In this study, a benchmark dataset from an Indian perspective for fake news detection is introduced. Based on existing research, this is the first Indian large-scale dataset that consists of news from the year 2013 to 2021. This dataset contains image content for every news headline. This dataset will help other researchers to perform experiments and understand the Indian context better. LDA topic modelling approach is employed to determine the category of news statements. All news are manually verified to extract news only related to India. Three manual annotators have done this verification. The augmentation technique is applied to increase the size of fake datasets, which helps in increasing the performance of the model.

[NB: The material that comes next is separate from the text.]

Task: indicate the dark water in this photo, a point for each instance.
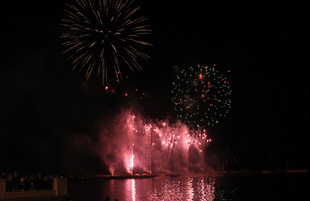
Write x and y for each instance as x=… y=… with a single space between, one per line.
x=255 y=187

The limitation of the proposed approach is that VGG-16 and Resnet-50 classifiers take more time during training in comparison to the machine learning approach. There is also a need to collect data from social networking websites. Social-contextual information is missing, which will help to keep track of the account of the person who spreads fake news. As next, there are two areas where this research will be extended. First, the dataset can be extended with more context information like author’s information, website credibility and social context. Second, audio and video information could be added in the dataset. For other researchers, this comprehensive dataset will be a valuable asset for more research on fake news detection.